The scale and variety of construction activity across the Highlands is creating significant opportunities for skilled professionals across engineering, infrastructure, and construction disciplines. Alongside opportunities linked to renewable energy developments, demand remains strong for candidates with experience in traditional energy sectors, including LNG jobs, utilities, and large-scale industrial construction projects, where many skills are highly transferable.

While this surge in investment is creating a wide range of career opportunities and supporting growth in construction jobs Scotland, the number of vacancies being generated is beginning to outpace the available workforce. This growing imbalance is creating significant recruitment challenges for employers across the region.

Construction Recruitment Challenges in the Highlands

The growth in Scottish Highland jobs is creating opportunities across construction, engineering, infrastructure, and energy, but employers are facing increasing competition for skilled workers.

As investment continues to accelerate across the Highlands, demand for skilled construction and infrastructure professionals is rising across a wide range of disciplines. 

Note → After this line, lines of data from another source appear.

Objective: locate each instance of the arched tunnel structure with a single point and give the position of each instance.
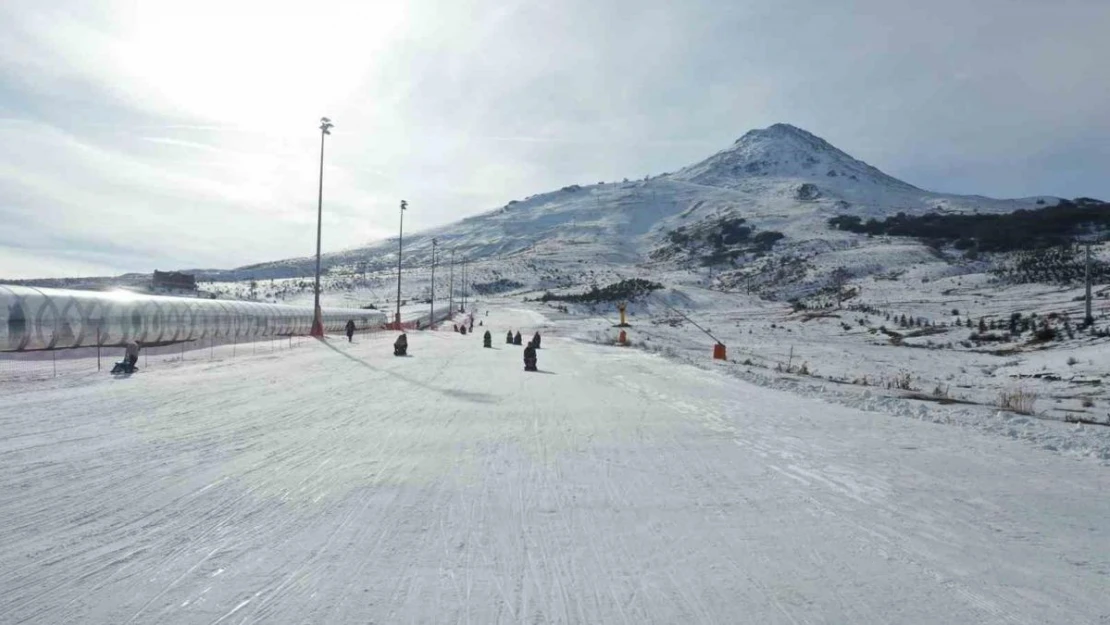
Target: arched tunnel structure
(53, 319)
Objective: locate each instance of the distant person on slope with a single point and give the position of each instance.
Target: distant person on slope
(530, 358)
(131, 355)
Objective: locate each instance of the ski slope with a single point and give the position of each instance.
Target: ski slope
(340, 484)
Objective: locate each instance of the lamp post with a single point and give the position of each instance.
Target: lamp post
(401, 233)
(463, 285)
(431, 318)
(318, 323)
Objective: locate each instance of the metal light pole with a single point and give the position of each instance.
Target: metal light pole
(318, 324)
(431, 319)
(401, 232)
(1088, 319)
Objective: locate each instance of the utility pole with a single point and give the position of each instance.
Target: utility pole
(431, 319)
(401, 233)
(318, 323)
(1089, 320)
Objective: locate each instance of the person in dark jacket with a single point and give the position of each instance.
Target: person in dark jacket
(530, 358)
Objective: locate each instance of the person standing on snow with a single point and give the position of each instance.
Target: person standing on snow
(530, 358)
(131, 353)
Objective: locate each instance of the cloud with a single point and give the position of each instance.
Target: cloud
(184, 134)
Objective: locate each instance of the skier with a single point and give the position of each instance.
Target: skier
(130, 358)
(530, 358)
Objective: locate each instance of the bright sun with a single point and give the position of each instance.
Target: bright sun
(256, 62)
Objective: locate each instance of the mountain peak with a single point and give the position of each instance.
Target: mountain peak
(783, 151)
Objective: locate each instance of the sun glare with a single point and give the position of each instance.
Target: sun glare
(256, 63)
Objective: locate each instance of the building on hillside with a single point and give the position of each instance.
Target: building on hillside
(173, 282)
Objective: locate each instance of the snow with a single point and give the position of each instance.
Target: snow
(335, 483)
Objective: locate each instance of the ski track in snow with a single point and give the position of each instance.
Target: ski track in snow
(339, 484)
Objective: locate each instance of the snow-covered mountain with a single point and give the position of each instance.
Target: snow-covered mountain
(786, 152)
(779, 179)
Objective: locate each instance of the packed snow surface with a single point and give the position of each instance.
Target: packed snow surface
(335, 483)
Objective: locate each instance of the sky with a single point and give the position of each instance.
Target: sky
(168, 134)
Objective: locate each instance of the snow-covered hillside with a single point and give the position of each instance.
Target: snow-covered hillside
(335, 483)
(779, 179)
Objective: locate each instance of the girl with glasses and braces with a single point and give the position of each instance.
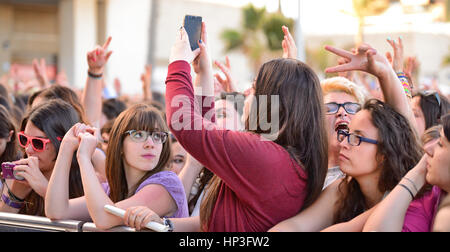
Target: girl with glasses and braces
(138, 151)
(379, 148)
(42, 132)
(343, 99)
(376, 152)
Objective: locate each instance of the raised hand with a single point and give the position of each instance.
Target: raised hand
(202, 64)
(181, 50)
(29, 170)
(40, 70)
(88, 144)
(411, 66)
(364, 59)
(117, 86)
(138, 217)
(397, 59)
(98, 58)
(71, 138)
(228, 84)
(289, 48)
(146, 79)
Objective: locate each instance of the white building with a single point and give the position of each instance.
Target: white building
(62, 31)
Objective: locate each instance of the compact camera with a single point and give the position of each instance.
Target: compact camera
(9, 173)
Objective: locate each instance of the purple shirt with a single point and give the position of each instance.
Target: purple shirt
(170, 181)
(421, 212)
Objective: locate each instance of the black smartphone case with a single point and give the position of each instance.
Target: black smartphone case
(193, 27)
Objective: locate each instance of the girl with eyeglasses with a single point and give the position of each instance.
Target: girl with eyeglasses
(428, 108)
(402, 209)
(380, 147)
(262, 181)
(343, 99)
(375, 154)
(9, 149)
(138, 151)
(42, 131)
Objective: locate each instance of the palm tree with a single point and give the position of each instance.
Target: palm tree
(364, 8)
(260, 35)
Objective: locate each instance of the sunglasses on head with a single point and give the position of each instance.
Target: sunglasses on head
(37, 143)
(350, 107)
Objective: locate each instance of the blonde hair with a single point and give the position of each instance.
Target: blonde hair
(341, 84)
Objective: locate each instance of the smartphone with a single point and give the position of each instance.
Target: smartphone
(9, 173)
(193, 27)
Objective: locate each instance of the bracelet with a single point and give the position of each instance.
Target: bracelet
(412, 195)
(95, 76)
(168, 223)
(13, 204)
(412, 182)
(405, 85)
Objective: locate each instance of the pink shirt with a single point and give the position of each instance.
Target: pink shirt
(421, 212)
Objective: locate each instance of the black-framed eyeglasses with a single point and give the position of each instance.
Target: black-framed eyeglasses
(427, 93)
(141, 136)
(350, 107)
(353, 139)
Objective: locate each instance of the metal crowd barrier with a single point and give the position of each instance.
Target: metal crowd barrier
(10, 222)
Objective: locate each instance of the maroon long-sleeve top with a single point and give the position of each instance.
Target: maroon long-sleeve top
(262, 185)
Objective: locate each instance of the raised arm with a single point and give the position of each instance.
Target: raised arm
(202, 65)
(57, 202)
(368, 60)
(390, 213)
(189, 173)
(92, 93)
(290, 50)
(316, 217)
(146, 79)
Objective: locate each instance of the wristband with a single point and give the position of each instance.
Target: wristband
(9, 202)
(95, 76)
(412, 182)
(412, 195)
(168, 223)
(402, 77)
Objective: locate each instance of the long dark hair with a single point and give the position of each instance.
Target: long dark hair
(6, 126)
(433, 106)
(137, 117)
(63, 93)
(301, 119)
(398, 151)
(54, 118)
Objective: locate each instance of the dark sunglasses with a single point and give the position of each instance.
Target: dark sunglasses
(38, 143)
(353, 139)
(350, 107)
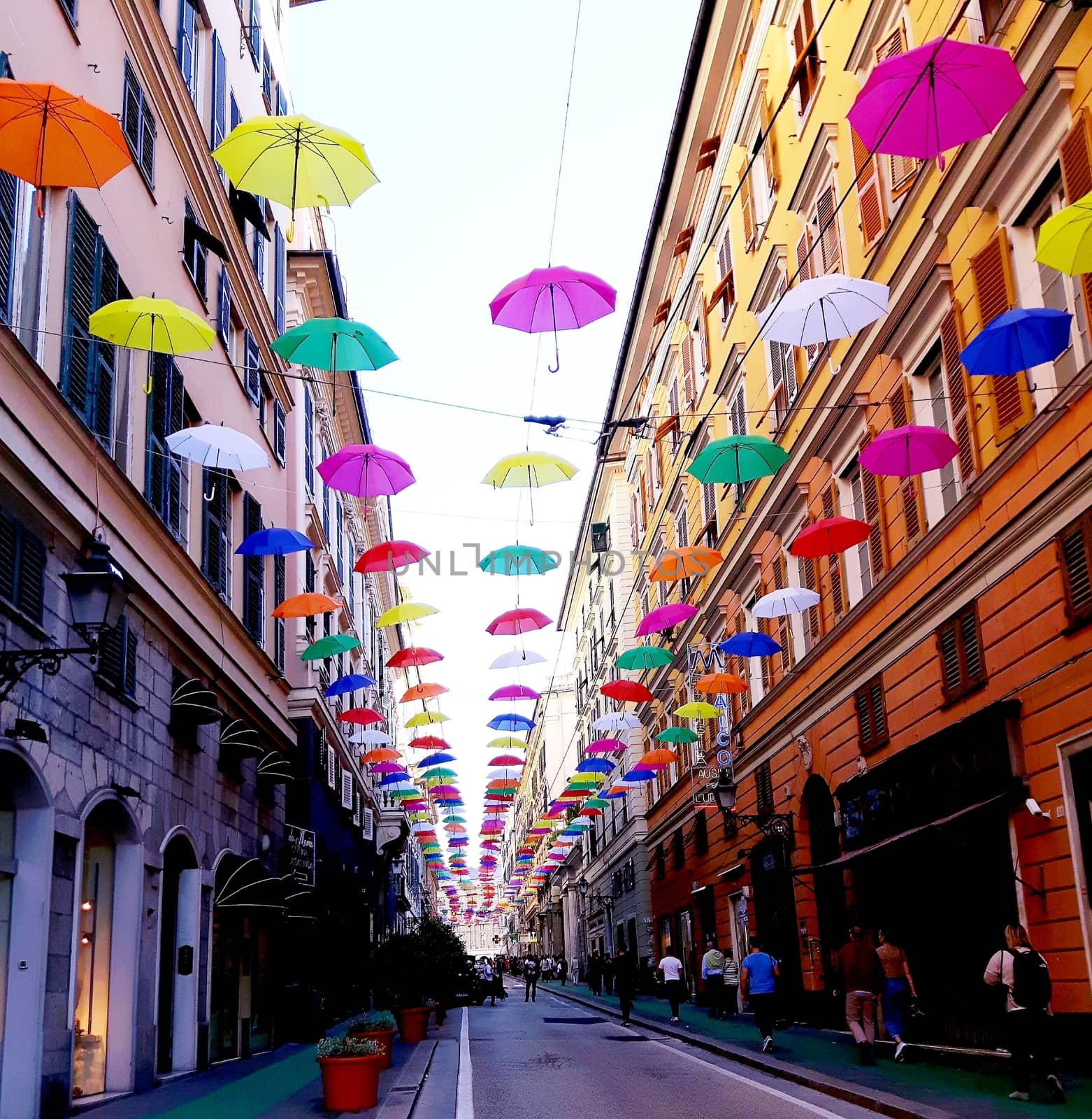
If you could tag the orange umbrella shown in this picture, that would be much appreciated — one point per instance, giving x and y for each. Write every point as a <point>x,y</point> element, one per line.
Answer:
<point>423,692</point>
<point>685,563</point>
<point>52,138</point>
<point>721,684</point>
<point>305,606</point>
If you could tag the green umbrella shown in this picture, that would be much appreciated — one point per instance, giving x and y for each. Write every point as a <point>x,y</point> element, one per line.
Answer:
<point>518,560</point>
<point>738,459</point>
<point>646,656</point>
<point>330,647</point>
<point>333,345</point>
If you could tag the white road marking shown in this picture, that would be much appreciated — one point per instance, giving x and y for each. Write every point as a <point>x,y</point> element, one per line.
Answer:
<point>464,1087</point>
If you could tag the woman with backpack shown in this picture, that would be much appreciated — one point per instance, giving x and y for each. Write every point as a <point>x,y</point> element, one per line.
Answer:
<point>1024,974</point>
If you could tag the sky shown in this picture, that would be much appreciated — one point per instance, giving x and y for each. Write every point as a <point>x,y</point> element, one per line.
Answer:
<point>460,108</point>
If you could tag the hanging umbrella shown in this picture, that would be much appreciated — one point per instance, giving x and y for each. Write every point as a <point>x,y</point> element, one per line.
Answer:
<point>333,345</point>
<point>646,656</point>
<point>366,470</point>
<point>937,97</point>
<point>828,537</point>
<point>665,618</point>
<point>738,459</point>
<point>270,542</point>
<point>554,299</point>
<point>823,309</point>
<point>1019,339</point>
<point>910,450</point>
<point>296,162</point>
<point>220,448</point>
<point>52,138</point>
<point>389,557</point>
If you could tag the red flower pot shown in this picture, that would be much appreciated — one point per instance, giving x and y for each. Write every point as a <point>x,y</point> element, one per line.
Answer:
<point>350,1083</point>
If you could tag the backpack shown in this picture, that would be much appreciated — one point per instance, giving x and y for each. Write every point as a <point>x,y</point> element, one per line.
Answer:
<point>1030,981</point>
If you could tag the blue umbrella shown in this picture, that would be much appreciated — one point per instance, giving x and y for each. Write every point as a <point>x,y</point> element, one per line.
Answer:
<point>510,722</point>
<point>1016,341</point>
<point>350,683</point>
<point>750,645</point>
<point>273,542</point>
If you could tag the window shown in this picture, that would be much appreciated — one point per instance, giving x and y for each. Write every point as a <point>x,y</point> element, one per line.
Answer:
<point>139,124</point>
<point>22,568</point>
<point>87,365</point>
<point>872,715</point>
<point>1075,553</point>
<point>961,662</point>
<point>165,473</point>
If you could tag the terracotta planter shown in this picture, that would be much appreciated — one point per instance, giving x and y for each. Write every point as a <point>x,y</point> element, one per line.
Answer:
<point>382,1038</point>
<point>350,1083</point>
<point>413,1023</point>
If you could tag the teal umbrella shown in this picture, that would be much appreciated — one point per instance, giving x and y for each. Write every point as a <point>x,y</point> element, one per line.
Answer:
<point>333,345</point>
<point>518,560</point>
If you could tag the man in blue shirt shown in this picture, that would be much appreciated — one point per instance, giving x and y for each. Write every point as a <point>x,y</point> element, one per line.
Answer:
<point>758,975</point>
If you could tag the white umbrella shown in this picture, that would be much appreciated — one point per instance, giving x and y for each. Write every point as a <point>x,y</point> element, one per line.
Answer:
<point>819,311</point>
<point>792,600</point>
<point>218,448</point>
<point>518,658</point>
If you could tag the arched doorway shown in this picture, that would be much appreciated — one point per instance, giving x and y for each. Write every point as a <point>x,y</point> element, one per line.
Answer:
<point>179,941</point>
<point>108,936</point>
<point>26,869</point>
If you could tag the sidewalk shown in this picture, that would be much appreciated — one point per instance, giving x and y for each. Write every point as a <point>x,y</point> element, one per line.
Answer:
<point>285,1085</point>
<point>827,1062</point>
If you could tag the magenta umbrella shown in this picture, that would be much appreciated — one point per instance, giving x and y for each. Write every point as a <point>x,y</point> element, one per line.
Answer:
<point>665,617</point>
<point>903,452</point>
<point>553,299</point>
<point>366,470</point>
<point>933,98</point>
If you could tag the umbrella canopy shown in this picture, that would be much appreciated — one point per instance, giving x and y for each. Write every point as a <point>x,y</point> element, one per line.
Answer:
<point>933,98</point>
<point>823,309</point>
<point>335,345</point>
<point>225,449</point>
<point>828,537</point>
<point>296,162</point>
<point>665,618</point>
<point>389,557</point>
<point>1019,339</point>
<point>366,470</point>
<point>271,542</point>
<point>738,459</point>
<point>910,450</point>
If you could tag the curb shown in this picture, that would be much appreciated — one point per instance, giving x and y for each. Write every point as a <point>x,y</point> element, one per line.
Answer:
<point>885,1104</point>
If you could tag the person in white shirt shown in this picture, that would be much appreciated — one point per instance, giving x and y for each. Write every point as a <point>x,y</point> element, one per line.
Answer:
<point>672,967</point>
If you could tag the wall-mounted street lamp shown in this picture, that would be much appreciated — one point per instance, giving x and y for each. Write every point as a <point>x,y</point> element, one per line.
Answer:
<point>96,598</point>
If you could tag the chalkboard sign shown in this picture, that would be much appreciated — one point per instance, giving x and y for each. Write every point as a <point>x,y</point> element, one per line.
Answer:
<point>300,854</point>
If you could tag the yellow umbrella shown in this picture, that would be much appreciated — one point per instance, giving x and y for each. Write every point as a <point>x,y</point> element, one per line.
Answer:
<point>1065,240</point>
<point>296,162</point>
<point>405,613</point>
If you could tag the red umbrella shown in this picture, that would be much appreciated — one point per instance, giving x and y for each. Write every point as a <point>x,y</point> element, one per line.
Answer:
<point>828,537</point>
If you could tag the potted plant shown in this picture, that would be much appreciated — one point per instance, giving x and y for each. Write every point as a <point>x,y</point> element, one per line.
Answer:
<point>378,1027</point>
<point>350,1074</point>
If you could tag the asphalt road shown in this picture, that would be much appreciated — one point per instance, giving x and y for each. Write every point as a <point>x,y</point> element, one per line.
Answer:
<point>553,1057</point>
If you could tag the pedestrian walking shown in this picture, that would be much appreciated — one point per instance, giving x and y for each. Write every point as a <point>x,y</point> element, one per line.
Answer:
<point>713,977</point>
<point>672,967</point>
<point>758,984</point>
<point>1024,974</point>
<point>898,990</point>
<point>859,978</point>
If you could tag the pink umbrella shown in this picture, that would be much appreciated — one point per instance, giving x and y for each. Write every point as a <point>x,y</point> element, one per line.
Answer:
<point>935,97</point>
<point>515,692</point>
<point>665,617</point>
<point>553,299</point>
<point>520,620</point>
<point>366,470</point>
<point>911,450</point>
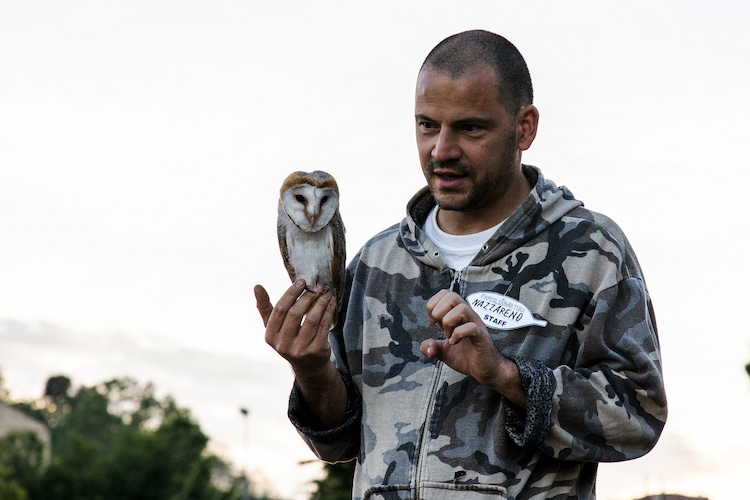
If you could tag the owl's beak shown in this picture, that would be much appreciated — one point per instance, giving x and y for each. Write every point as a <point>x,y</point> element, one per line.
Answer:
<point>311,218</point>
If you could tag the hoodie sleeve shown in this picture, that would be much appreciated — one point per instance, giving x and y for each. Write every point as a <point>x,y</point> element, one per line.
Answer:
<point>611,404</point>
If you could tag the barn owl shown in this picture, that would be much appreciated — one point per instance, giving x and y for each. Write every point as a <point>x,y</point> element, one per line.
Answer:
<point>311,233</point>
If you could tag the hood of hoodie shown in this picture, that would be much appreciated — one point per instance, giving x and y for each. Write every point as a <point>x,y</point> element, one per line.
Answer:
<point>546,204</point>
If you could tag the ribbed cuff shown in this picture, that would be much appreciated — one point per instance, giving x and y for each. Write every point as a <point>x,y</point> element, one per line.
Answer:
<point>531,426</point>
<point>300,415</point>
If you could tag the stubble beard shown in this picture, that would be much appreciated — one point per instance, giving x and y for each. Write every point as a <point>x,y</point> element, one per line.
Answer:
<point>483,192</point>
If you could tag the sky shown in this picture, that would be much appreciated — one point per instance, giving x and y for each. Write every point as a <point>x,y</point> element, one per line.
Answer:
<point>142,146</point>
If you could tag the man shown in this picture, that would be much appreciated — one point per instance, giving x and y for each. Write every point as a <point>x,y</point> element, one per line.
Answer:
<point>499,342</point>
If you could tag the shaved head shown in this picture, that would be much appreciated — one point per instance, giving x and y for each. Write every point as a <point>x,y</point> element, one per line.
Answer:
<point>463,52</point>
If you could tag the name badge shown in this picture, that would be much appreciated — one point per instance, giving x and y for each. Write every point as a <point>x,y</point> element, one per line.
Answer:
<point>502,313</point>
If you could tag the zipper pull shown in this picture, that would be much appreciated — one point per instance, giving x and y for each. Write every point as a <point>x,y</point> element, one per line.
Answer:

Roles currently in demand include:
  • Site Managers
  • Site Agents
  • Quantity Surveyors
  • Civil Groundworkers
  • Surveyors
  • Skilled Trades (joiners, bricklayers, and skilled labourers)
  • Health and Safety Officers
  • Environmental / Sustainability Officers

While demand is high, it comes with its own set of problems.

Skills Shortage

In a recent report published by Highlands and Islands Enterprise (HIE) in 2025, it is anticipated that, between 2025 and 2040, the Highlands and Islands will see more than 250 infrastructure projects, backed with investment of around £100bn. The scale of planned investment highlights why construction jobs employers are recruiting for today, are expected to remain in demand for years to come.

While this is great news for the area, it brings its own challenges that can be seen across other growing sectors experiencing rapid project growth, and that further increases competition for construction and infrastructure personnel and skilled engineering talent.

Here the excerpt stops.